Update - someone unleashed a 'cleanup script' yesterday via puppet to multiple hosts and greedily deleted files that had not been modified in 15 days. This is the most likely culprit so mystery basically solved. Thankfully this is in QA, whew! It would be interesting to still know if there are ways of having postgres check and verify that files it expects to find are there, and to get an idea on the extent of the damage.
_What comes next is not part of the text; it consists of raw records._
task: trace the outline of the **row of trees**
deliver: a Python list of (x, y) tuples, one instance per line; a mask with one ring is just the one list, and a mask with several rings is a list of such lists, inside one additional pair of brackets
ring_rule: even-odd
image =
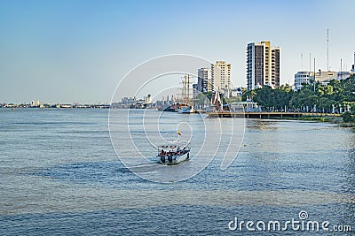
[[(256, 88), (252, 91), (244, 91), (242, 100), (247, 97), (253, 99), (264, 110), (281, 110), (285, 107), (292, 110), (332, 112), (333, 106), (337, 112), (345, 110), (347, 105), (352, 105), (355, 110), (355, 76), (344, 80), (334, 80), (327, 85), (320, 83), (304, 84), (299, 91), (293, 91), (290, 88), (281, 86), (272, 89), (270, 87)], [(316, 108), (317, 110), (313, 110)]]

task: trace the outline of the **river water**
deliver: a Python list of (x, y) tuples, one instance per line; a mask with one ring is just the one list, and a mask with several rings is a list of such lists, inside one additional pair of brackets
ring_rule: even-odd
[[(114, 112), (116, 126), (109, 132), (108, 110), (0, 109), (1, 235), (254, 235), (245, 225), (231, 231), (228, 225), (235, 217), (255, 223), (300, 220), (301, 211), (308, 215), (304, 220), (328, 221), (330, 230), (333, 225), (355, 230), (352, 128), (234, 119), (236, 132), (231, 134), (228, 118), (133, 110), (130, 136), (141, 144), (136, 148), (144, 158), (134, 159), (128, 169), (114, 151), (122, 158), (135, 153), (122, 146), (129, 138), (120, 122), (127, 116)], [(144, 129), (140, 121), (134, 123), (143, 112)], [(140, 138), (156, 137), (146, 138), (157, 117), (161, 136), (154, 141), (174, 136), (177, 124), (189, 135), (193, 158), (179, 169), (146, 168), (156, 165), (155, 148)], [(231, 141), (238, 155), (222, 170), (221, 150), (228, 148), (223, 145), (231, 135), (239, 137)], [(116, 141), (121, 146), (115, 147)], [(169, 179), (188, 171), (195, 175)], [(169, 181), (161, 183), (161, 178)], [(296, 231), (313, 233), (290, 228), (264, 233)]]

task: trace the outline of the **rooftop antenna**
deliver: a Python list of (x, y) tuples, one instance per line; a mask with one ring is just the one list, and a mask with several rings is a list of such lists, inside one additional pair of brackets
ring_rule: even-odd
[(327, 71), (329, 71), (329, 29), (327, 29)]
[(340, 72), (343, 72), (343, 59), (340, 59)]
[(311, 71), (311, 70), (312, 70), (312, 69), (311, 69), (311, 64), (312, 64), (311, 60), (312, 60), (312, 59), (311, 59), (311, 52), (310, 52), (310, 72), (312, 72), (312, 71)]
[(316, 92), (316, 58), (314, 58), (314, 65), (313, 65), (313, 70), (314, 70), (314, 80), (313, 80), (313, 92)]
On Fri, Oct 4, 2013 at 12:10 PM, Mike Broers <mbroers@xxxxxxxxx> wrote:
Strange, this is happening in a totally different environment now too. The only thing these two environments share is a SAN, but I wouldnt think something going on at the SAN level would make files disappear. Any suggestions are greatly appreciated.On Fri, Oct 4, 2013 at 9:40 AM, Mike Broers <mbroers@xxxxxxxxx> wrote:Hello, our postgresql 9.2.4 qa database (thankfully its just qa) seems to be hosed.Starting at around 3:39am last night I started seeing errors about missing files and now I cannot run a pgdump or a vacuum without it complaining about files that it cannot find with errors like this: ERROR: could not open file "base/125542/12631". When I check the filesystem the files are indeed not there. The 1am regular vacuum completed and its log is clean. The postgres log is clean before these errors occurred.Since this is qa we do not perform backups, and the solution if we cannot repair the problem will be to create a fresh qa server but I am intrigued about how to determine the source of the problem and the extent of the problem.Is there a way to force vacuum to continue on errors or an alternate way to help determine all the missing files?It might be totally unrelated, but yesterday morning on this qa server I stopped postgres, and created a symlink to pg_xlog so that it was writing to a different volume, and restarted. This was working fine all day so its possibly a red herring but I thought I should mention it.Any advice is appreciated, thanks!